Posted 28 novembre 2012 in L'Iran dentro, Slider with 0 Comments
di Barbara Gianessi
I panni sporchi si lavano in famiglia. É quello che sembra suggerire la Guida Suprema, Ali Khamenei, che mercoledì 21 novembre ha chiesto al Majles, il Parlamento iraniano, di bloccare l’interrogazione parlamentare nei confronti del presidente Mahmoud Ahmadinejad, accusato a marzo di scelte politiche ed economiche discutibili.
La decisione sorprende se si pensa che l’interrogazione, la prima nella storia della Repubblica islamica, era stata vista come una mossa della Guida suprema per mettere alle strette il Presidente, con cui i rapporti sono da tempo caratterizzati da crisi politiche continue. Ora invece Khamenei sembra averci ripensato perché “il Paese ha bisogno di calma” e l’eventuale caduta di Ahmadinejad “avvantaggerebbe i nemici dell’Iran”. Iran che si sente sempre più accerchiato, con la comunità internazionale che sbraita slogan bellicosi brandendo sanzioni “mirate” che affossano l’economia del Paese. A ottobre l’Europa ha chiuso alle importazioni di gas naturale iraniano e ha proibito ogni transazione con banche o istituti finanziari del Paese per costringere Teheran a bloccare il suo programma nucleare. Ma mentre l’uranio continua ad arricchirsi nelle turbine, chi si impoverisce sono gli iraniani, la cui valuta nazionale, il rial, è in caduta libera. L’inflazione incontrollabile ha portato in piazza anche i bazari, i commercianti di Teheran da sempre attori protagonisti della storia del Paese, che i primi di ottobre si sono scagliati contro le politiche economiche del Presidente fino a veri e propri scontri con la polizia.
L’unica risposta sembra quindi essere quella dell’unità nazionale, se non reale almeno apparente. Già perché l’intervento pacificatore di Khamenei, anche se straordinariamente diretto, non sembra volto a ricucire in modo definitivo i rapporti con il Presidente, ma piuttosto a evitare che un eventuale impeachment di Ahmadinejad possa avere effetti destabilizzanti per il Paese. Il Presidente, infatti, potrebbe essere defenestrato da una mozione di sfiducia presentata da almeno un terzo dei 290 membri del Majles e votata dai due terzi del Parlamento. Parlamento che, dopo la sconfitta alle elezioni parlamentari dello scorso marzo, non brulica certo di suoi simpatizzanti.
Ahmadinejad, ingegnere ed ex sindaco di Teheran, è stato eletto per la prima volta nel 2005 con l’appoggio di Khamenei. I rapporti tra i due si sono però incrinati velocemente anche perché il Presidente, non certo famoso per il suo quietismo, sembra spingere sempre più verso un ridimensionamento del potere del clero sciita. Dopo l’Onda verde del 2009, però, quando migliaia di iraniani hanno protestato in piazza contro i brogli elettorali legati alla rielezione di Ahmadinejad, Khamenei ha dovuto riconfermare il proprio appoggio al Presidente per evitare l’implosione del sistema.
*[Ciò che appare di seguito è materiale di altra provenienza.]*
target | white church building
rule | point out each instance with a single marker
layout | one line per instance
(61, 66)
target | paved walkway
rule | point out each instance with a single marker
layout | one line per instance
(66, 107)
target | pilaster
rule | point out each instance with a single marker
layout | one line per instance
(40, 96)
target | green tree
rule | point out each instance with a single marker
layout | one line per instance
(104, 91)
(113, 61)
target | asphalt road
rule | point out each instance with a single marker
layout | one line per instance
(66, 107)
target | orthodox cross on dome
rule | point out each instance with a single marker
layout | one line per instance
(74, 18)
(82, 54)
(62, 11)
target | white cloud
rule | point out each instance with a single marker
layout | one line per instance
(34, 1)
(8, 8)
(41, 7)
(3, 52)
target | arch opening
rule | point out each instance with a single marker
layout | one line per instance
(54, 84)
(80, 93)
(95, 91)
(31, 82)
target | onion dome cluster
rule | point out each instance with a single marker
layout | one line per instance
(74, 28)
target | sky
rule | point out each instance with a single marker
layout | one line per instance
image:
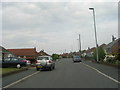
(55, 26)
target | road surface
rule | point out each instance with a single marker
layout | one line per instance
(67, 75)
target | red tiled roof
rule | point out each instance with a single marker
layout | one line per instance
(23, 52)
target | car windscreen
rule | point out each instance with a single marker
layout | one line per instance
(43, 58)
(76, 57)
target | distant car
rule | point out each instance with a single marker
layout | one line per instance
(13, 62)
(77, 59)
(28, 62)
(45, 62)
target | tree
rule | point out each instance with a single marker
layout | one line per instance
(101, 54)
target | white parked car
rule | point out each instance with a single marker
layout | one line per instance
(45, 62)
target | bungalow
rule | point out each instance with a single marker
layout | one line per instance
(113, 47)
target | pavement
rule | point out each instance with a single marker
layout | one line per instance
(13, 72)
(66, 75)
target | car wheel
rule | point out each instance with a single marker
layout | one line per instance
(18, 66)
(37, 69)
(51, 68)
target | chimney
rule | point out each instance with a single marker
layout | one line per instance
(113, 38)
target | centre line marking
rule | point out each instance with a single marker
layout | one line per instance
(102, 73)
(21, 80)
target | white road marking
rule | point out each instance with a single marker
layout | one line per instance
(102, 73)
(21, 80)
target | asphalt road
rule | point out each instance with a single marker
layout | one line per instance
(66, 75)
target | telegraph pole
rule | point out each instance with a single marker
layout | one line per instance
(79, 44)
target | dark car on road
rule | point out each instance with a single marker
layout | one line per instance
(13, 62)
(45, 62)
(76, 59)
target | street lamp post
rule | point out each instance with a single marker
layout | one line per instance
(95, 32)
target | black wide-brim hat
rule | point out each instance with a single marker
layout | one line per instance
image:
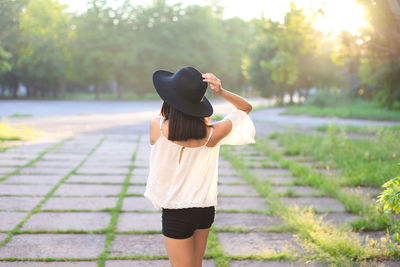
(184, 91)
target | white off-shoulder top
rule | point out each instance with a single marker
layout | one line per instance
(178, 181)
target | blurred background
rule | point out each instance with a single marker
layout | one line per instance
(328, 52)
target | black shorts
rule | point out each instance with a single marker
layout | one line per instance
(181, 223)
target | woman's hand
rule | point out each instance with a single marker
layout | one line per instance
(215, 83)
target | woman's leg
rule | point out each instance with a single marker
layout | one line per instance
(200, 244)
(180, 251)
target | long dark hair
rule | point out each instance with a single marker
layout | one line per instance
(183, 127)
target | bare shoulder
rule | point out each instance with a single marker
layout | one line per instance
(154, 129)
(221, 129)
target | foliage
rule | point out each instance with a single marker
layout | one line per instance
(114, 49)
(361, 161)
(288, 57)
(389, 199)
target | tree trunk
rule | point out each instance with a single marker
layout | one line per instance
(120, 92)
(96, 92)
(14, 92)
(62, 88)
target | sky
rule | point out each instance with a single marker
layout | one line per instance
(339, 14)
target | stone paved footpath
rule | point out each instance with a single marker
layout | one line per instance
(80, 202)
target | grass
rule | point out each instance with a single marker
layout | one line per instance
(369, 129)
(365, 162)
(355, 109)
(339, 246)
(111, 96)
(18, 132)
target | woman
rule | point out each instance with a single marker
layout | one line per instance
(185, 144)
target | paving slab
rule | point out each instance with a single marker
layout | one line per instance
(45, 170)
(129, 221)
(230, 179)
(64, 156)
(138, 244)
(270, 172)
(22, 157)
(242, 190)
(279, 180)
(366, 191)
(224, 164)
(56, 164)
(19, 203)
(242, 203)
(10, 219)
(34, 179)
(262, 164)
(136, 189)
(87, 190)
(137, 203)
(140, 163)
(67, 221)
(110, 160)
(299, 158)
(248, 221)
(48, 264)
(138, 179)
(6, 170)
(103, 170)
(255, 243)
(79, 203)
(320, 204)
(12, 162)
(54, 246)
(297, 189)
(227, 171)
(97, 178)
(338, 217)
(108, 164)
(148, 263)
(272, 263)
(9, 189)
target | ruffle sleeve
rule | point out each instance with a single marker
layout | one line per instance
(243, 130)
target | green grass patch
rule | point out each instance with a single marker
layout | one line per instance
(369, 129)
(9, 133)
(328, 243)
(361, 161)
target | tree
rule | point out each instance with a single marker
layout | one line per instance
(42, 58)
(382, 40)
(284, 53)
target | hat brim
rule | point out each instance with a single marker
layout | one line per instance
(162, 84)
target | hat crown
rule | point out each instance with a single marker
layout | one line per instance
(189, 84)
(184, 90)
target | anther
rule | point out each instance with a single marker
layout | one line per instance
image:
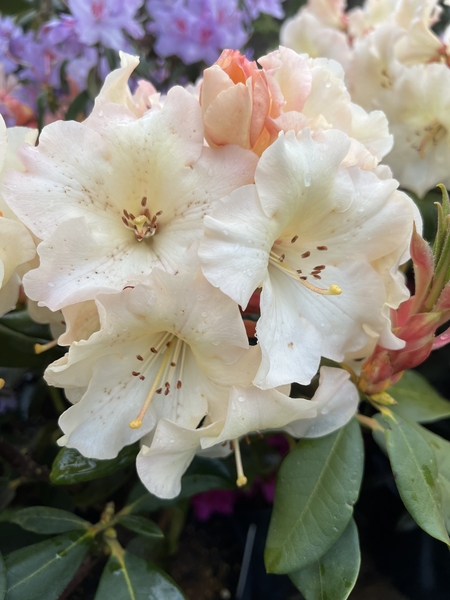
(40, 348)
(241, 478)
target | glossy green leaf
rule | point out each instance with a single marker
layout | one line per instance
(415, 470)
(441, 449)
(128, 577)
(70, 466)
(46, 520)
(2, 578)
(317, 486)
(334, 575)
(418, 400)
(141, 525)
(18, 335)
(42, 571)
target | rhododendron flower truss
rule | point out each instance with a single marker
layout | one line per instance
(169, 348)
(115, 196)
(166, 455)
(307, 232)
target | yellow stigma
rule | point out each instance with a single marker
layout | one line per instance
(137, 423)
(334, 290)
(40, 348)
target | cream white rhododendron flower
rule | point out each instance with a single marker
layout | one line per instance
(116, 196)
(396, 63)
(17, 246)
(248, 106)
(168, 348)
(167, 453)
(307, 233)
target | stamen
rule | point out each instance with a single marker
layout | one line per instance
(40, 348)
(137, 423)
(333, 290)
(241, 478)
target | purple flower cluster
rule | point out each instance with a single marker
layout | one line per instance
(103, 22)
(198, 30)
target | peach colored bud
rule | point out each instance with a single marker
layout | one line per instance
(235, 101)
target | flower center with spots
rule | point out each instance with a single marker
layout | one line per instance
(144, 225)
(303, 275)
(169, 353)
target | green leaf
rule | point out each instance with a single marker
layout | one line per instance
(18, 336)
(317, 486)
(334, 575)
(42, 571)
(46, 520)
(415, 470)
(441, 449)
(418, 400)
(2, 578)
(128, 577)
(141, 525)
(70, 466)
Le prossime elezioni presidenziali sono previste per il 14 giugno 2013. Ahmadinejad, giunto al secondo mandato, non potrà più ricandidarsi ma non sembra ancora pronto a scomparire tra i titoli di coda. Infatti il Presidente, che conserva ancora il favore dei centri rurali e delle classi più povere, sembra voglia puntare sull’elezione del suo più fidato consigliere, Esfandiar Rahim Mashaei. Mashaei, la cui figlia ha sposato il primogenito di Ahmadinejad, è duramente criticato dal clero per lo spiccato nazionalismo che ha spesso anteposto ai valori della Rivoluzione islamica. Le candidature per le elezioni presidenziali non sono però ancora state ufficializzate e l’ultima parola spetterà comunque al Consiglio dei Guardiani, organo composto da sei religiosi e sei giuristi che controlla la conformità delle leggi ai dettati islamici e alla Costituzione e che ha il potere di veto sui candidati presidenziali. Fino a quel momento Teheran vuole celare il più possibile agli occhi della comunità internazionale cosa bolle nel pentolone delle alleanze, surriscaldato dalle pressioni internazionali. Questo è possibile anche grazie a un apparato istituzionale macchinoso, basato su due piani paralleli di gestione del potere, in cui organi eletti sono “guidati” da organi legati all’establishment religioso, confondendo i ruoli e i poteri in una grande opera di dissimulazione istituzionale.
Mentre gli occidentali spintonano il Paese sperando di innescare una nuova primavera persiana, le incertezze restano. Quello che è certo è che Khamenei non vuole già dare inizio a una campagna elettorale che ha tutte le carte in regola per rivelarsi altamente infiammabile.